Ce calendrier cyclique annonce le destin climatique et généralement à l'échelle
de la saison et de l'année. Au jour le jour, le paysan lève
les yeux au ciel, observe les nuages, les animaux de la terre, de l'eau et
du ciel: ainsi, « aria rossa alla marina piscia o soffia la matina » (ciel
rouge sur la mer, pluie ou vent le lendemain matin) ; « Arcu di mane,
acqua a funtana, arcu di sera, bon tempu spera » (arc-en-ciel du matin,
pluie à torrents, arc-en-ciel du soir, espère le beau temps).
Quand les troupeaux descendent se mettre à l'abri de la forêt
c'est que le temps du lendemain sera mauvais. On interprète également
le passage de la belette comme l'annonce de la pluie.
Plus encore que le paysan, le pêcheur a besoin de bien connaître
et prévoir le temps: son travail, mais aussi sa vie en dépendent.
Il lui faut en particulier compter avec les vents.

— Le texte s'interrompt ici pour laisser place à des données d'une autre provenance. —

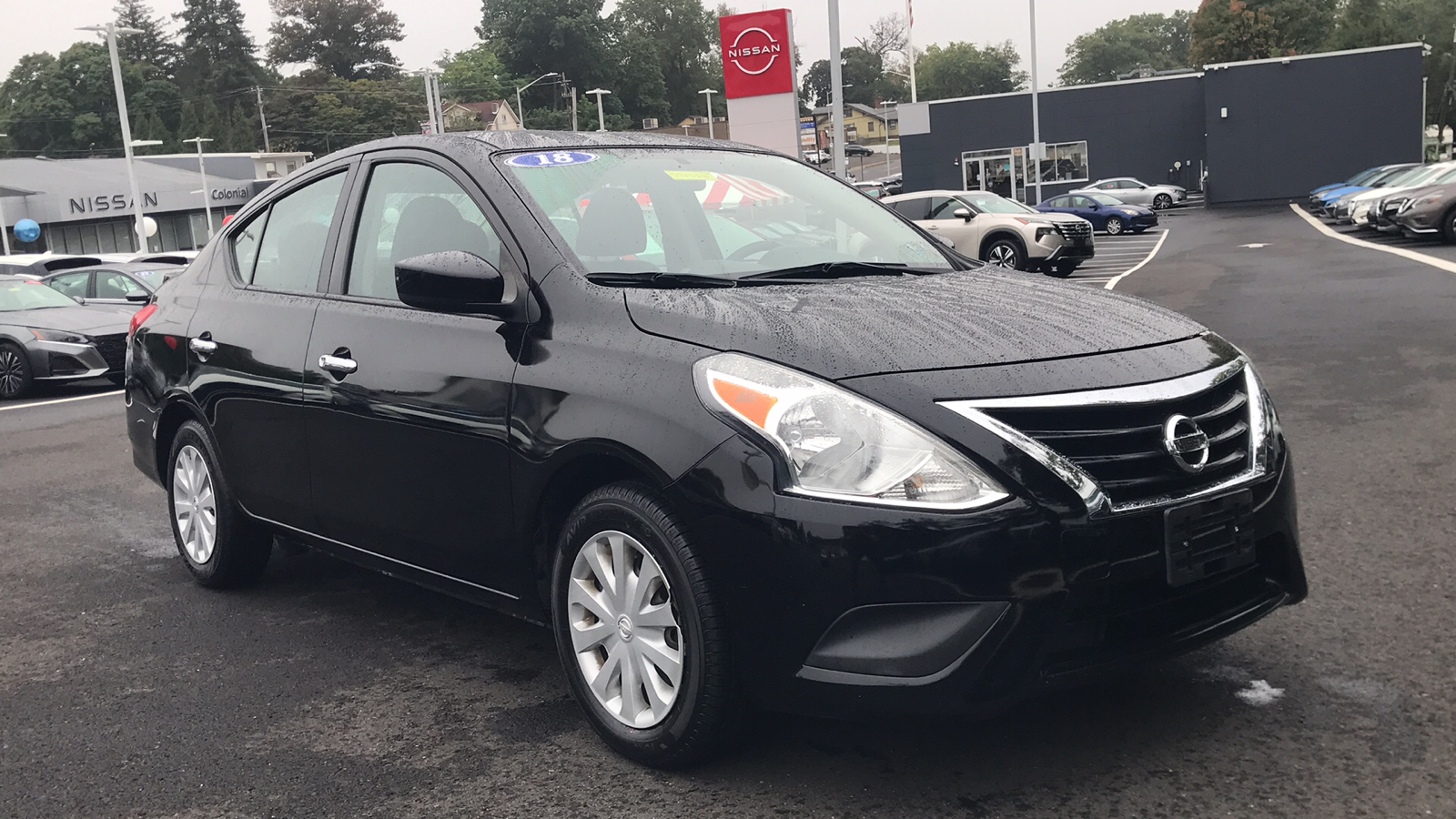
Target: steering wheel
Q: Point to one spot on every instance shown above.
(761, 247)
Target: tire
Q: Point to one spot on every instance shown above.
(1005, 252)
(691, 717)
(230, 552)
(16, 378)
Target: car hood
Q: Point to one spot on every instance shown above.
(868, 325)
(89, 319)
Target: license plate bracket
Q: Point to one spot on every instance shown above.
(1208, 537)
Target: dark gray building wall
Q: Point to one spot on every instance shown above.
(1135, 128)
(1293, 127)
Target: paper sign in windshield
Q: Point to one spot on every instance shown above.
(553, 159)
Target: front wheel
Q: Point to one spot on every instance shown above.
(15, 372)
(1005, 252)
(640, 634)
(222, 547)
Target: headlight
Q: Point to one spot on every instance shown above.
(836, 443)
(57, 336)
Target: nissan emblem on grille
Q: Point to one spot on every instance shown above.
(1186, 442)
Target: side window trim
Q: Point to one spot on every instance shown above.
(237, 278)
(337, 285)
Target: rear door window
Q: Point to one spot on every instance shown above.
(291, 249)
(411, 210)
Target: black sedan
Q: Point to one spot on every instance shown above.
(834, 467)
(113, 283)
(48, 337)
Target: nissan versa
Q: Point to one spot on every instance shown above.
(739, 433)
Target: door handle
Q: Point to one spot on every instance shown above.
(339, 365)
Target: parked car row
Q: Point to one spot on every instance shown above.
(1410, 198)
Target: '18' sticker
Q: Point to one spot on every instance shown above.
(553, 159)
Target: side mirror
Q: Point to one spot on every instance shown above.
(455, 281)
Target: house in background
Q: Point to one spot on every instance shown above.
(494, 116)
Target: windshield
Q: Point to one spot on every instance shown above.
(715, 213)
(31, 296)
(987, 201)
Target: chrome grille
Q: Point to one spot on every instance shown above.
(1121, 446)
(1075, 229)
(113, 350)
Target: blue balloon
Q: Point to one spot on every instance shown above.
(26, 230)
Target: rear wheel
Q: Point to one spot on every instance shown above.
(15, 372)
(640, 632)
(1005, 252)
(220, 545)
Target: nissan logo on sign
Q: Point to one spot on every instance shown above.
(754, 51)
(757, 55)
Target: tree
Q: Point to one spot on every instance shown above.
(681, 35)
(1099, 56)
(153, 46)
(473, 75)
(217, 56)
(535, 36)
(1229, 31)
(961, 69)
(339, 36)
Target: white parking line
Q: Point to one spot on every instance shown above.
(58, 401)
(1132, 270)
(1402, 252)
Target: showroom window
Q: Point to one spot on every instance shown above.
(1065, 162)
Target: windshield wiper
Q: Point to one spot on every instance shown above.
(832, 270)
(657, 278)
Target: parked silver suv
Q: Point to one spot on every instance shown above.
(999, 230)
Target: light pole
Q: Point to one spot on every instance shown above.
(836, 82)
(1037, 149)
(710, 94)
(201, 167)
(521, 113)
(111, 31)
(602, 113)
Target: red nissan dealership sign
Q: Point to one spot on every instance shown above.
(757, 53)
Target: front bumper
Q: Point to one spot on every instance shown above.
(842, 608)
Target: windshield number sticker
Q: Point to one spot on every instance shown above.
(555, 159)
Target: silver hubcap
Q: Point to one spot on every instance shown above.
(1002, 256)
(12, 372)
(194, 504)
(623, 630)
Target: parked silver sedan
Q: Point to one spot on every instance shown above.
(1133, 191)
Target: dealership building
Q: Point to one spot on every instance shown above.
(1244, 131)
(84, 206)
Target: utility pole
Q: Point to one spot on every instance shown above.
(836, 91)
(111, 31)
(201, 167)
(1037, 149)
(261, 118)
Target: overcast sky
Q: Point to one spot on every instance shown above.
(433, 26)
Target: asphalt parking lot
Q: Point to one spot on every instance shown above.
(328, 691)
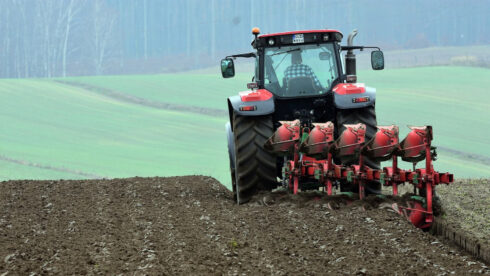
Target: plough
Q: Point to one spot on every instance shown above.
(310, 152)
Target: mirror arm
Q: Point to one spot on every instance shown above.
(347, 48)
(247, 55)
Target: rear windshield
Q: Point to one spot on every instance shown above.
(300, 70)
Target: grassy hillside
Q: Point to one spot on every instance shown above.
(48, 123)
(80, 131)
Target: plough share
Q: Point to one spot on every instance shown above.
(310, 151)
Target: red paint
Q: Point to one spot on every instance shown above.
(349, 88)
(255, 95)
(301, 32)
(351, 143)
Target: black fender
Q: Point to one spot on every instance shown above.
(231, 145)
(358, 100)
(265, 107)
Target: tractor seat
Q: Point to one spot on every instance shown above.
(300, 86)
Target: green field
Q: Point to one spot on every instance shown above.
(56, 125)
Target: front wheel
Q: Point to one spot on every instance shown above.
(255, 168)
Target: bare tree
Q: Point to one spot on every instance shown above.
(103, 30)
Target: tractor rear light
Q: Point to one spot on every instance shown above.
(361, 100)
(252, 85)
(248, 108)
(351, 78)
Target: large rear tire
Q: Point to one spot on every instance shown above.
(367, 116)
(255, 168)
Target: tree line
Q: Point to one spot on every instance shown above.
(56, 38)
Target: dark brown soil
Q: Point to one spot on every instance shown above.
(466, 205)
(190, 225)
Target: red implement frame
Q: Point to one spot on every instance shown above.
(313, 151)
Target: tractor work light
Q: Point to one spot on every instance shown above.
(248, 108)
(361, 100)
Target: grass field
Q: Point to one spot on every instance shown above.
(80, 130)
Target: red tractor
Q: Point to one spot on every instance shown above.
(305, 123)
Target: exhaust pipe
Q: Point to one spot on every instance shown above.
(350, 59)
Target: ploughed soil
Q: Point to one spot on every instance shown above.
(190, 225)
(466, 206)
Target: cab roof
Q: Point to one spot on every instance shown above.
(300, 32)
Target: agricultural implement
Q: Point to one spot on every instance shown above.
(306, 124)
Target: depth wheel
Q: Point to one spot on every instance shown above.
(255, 167)
(367, 116)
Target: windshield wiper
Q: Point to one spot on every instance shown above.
(284, 52)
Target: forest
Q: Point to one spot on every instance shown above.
(57, 38)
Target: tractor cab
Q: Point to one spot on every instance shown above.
(299, 64)
(302, 70)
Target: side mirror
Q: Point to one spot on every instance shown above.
(324, 55)
(227, 68)
(377, 60)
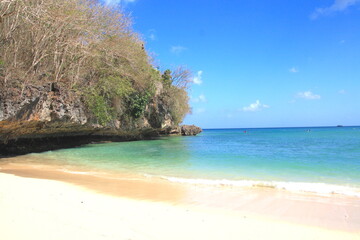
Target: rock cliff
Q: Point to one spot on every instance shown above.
(46, 117)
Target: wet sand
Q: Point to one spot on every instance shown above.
(43, 193)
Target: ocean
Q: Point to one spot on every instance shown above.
(324, 160)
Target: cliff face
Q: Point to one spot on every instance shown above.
(49, 102)
(46, 117)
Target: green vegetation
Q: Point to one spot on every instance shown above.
(90, 49)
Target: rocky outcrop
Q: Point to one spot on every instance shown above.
(42, 103)
(41, 118)
(190, 130)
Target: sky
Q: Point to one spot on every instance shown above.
(259, 63)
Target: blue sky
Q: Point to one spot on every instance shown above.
(259, 63)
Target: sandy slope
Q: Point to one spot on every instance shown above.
(45, 209)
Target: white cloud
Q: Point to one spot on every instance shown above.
(200, 98)
(177, 49)
(115, 2)
(200, 110)
(337, 6)
(293, 70)
(308, 95)
(152, 34)
(256, 106)
(197, 79)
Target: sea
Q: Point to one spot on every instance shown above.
(321, 160)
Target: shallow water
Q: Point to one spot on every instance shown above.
(325, 160)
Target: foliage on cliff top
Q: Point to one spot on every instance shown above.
(84, 46)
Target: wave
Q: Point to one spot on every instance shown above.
(308, 187)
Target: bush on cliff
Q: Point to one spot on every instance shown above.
(88, 48)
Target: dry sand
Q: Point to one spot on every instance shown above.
(38, 209)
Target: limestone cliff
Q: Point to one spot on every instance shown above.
(47, 117)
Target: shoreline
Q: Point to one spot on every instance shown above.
(326, 213)
(47, 209)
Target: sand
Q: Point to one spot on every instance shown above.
(33, 208)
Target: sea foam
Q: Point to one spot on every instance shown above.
(316, 188)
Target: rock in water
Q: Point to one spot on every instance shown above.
(190, 130)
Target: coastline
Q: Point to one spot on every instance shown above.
(157, 209)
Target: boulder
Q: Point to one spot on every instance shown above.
(190, 130)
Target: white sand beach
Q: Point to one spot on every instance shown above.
(47, 209)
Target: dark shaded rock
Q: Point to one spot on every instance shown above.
(21, 137)
(190, 130)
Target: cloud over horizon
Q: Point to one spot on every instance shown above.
(199, 99)
(293, 70)
(197, 79)
(115, 2)
(308, 95)
(337, 6)
(254, 107)
(177, 49)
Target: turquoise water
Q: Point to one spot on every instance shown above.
(298, 155)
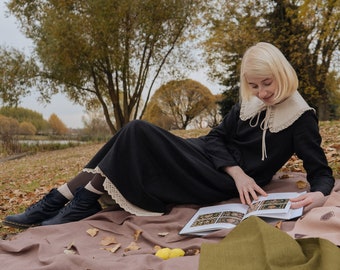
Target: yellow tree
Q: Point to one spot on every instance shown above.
(57, 126)
(110, 51)
(306, 31)
(180, 102)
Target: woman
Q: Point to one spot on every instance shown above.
(145, 168)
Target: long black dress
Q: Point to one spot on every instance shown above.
(152, 168)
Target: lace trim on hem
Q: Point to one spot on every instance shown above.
(89, 170)
(126, 205)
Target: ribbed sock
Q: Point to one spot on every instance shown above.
(89, 187)
(66, 192)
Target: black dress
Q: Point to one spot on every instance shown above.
(152, 168)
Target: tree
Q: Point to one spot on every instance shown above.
(180, 102)
(306, 31)
(27, 128)
(8, 130)
(57, 125)
(17, 76)
(95, 125)
(105, 53)
(26, 115)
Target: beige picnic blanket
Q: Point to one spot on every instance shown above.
(69, 246)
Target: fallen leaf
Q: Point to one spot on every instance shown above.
(108, 240)
(301, 184)
(278, 225)
(163, 234)
(71, 249)
(284, 176)
(92, 232)
(137, 234)
(113, 249)
(192, 252)
(156, 248)
(132, 246)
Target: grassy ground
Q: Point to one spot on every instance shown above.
(25, 180)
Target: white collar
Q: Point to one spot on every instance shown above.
(278, 116)
(281, 115)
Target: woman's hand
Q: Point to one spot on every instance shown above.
(306, 199)
(246, 186)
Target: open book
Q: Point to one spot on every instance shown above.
(225, 216)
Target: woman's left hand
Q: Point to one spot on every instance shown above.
(306, 199)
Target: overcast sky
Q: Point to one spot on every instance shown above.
(69, 113)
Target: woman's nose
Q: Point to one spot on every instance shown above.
(262, 93)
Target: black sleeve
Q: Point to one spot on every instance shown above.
(219, 137)
(307, 144)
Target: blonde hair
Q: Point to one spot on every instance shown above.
(265, 60)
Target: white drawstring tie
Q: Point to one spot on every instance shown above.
(264, 125)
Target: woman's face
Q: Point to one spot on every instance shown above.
(263, 88)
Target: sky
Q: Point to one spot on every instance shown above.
(70, 114)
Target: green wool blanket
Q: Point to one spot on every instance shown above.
(255, 244)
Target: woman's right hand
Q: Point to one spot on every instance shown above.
(246, 186)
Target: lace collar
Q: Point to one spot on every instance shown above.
(278, 116)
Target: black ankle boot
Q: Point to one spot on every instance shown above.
(84, 204)
(46, 208)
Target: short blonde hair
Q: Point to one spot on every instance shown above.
(265, 60)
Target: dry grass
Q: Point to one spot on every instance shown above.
(25, 180)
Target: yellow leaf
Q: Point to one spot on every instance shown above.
(108, 240)
(137, 234)
(92, 232)
(114, 248)
(301, 184)
(132, 246)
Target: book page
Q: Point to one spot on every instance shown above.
(276, 205)
(211, 218)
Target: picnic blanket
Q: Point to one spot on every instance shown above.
(70, 246)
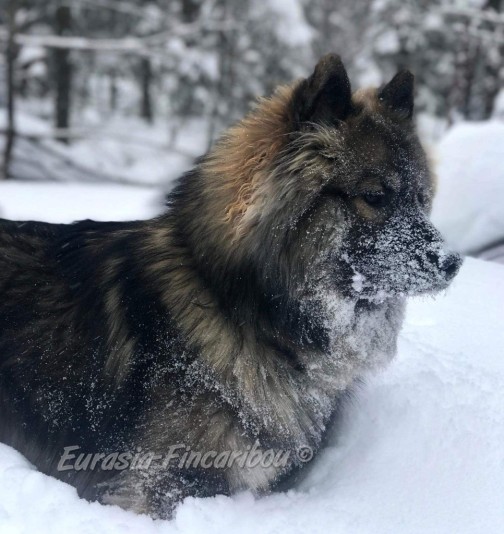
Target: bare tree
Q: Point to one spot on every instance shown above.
(11, 52)
(63, 70)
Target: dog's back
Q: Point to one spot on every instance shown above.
(53, 336)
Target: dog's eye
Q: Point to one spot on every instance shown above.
(376, 199)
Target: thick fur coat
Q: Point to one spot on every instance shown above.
(241, 317)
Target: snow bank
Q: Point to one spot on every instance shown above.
(419, 451)
(469, 206)
(56, 202)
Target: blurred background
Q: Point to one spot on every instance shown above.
(103, 103)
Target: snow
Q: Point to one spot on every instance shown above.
(65, 203)
(469, 205)
(420, 449)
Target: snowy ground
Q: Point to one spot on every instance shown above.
(420, 451)
(422, 448)
(469, 205)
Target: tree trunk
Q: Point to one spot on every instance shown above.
(10, 57)
(146, 80)
(63, 71)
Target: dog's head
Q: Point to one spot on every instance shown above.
(377, 184)
(322, 187)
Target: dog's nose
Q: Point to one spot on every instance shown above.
(450, 265)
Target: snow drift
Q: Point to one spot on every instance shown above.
(419, 451)
(469, 204)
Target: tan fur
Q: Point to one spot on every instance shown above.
(243, 155)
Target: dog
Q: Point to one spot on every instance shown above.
(240, 319)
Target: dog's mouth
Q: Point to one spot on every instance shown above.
(372, 284)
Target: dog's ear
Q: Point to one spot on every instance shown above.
(324, 97)
(398, 94)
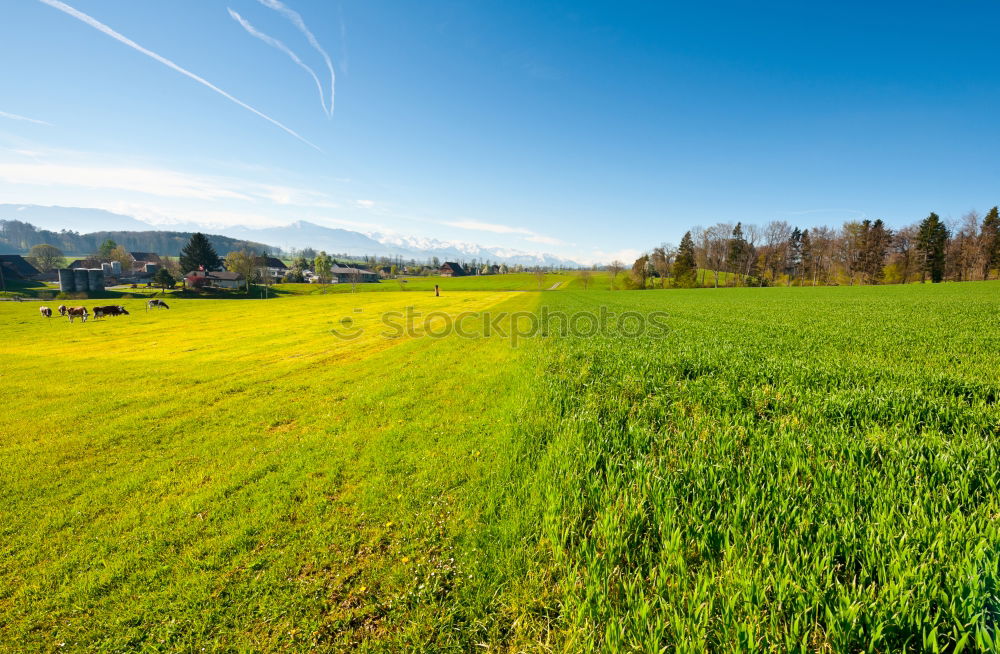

Certains sont réguliers
comme la brise de mer qui souffle le matin et la brise de terre qui souffle
la nuit. Il les utilise pour naviguer. Les vents saisonniers les plus importants
sont le libecciu qui souffle en toutes saisons du sud-ouest ou de l'ouest
selon les régions; la tramuntana et le maïstrale qui soufflent
du nord, la première, froide et sèche en hiver, le second sec
ou humide suivant qu'il souffle en été ou en hiver; le sciroccu
est un vent du sud-est, sec et chaud en été, porteur de pluies
en hiver; le gregale, d'origine nord-est, est le grand vent tyrrhénien,
humide dans le nord, sec dans le sud. Il n'atteint pas le versant occidental.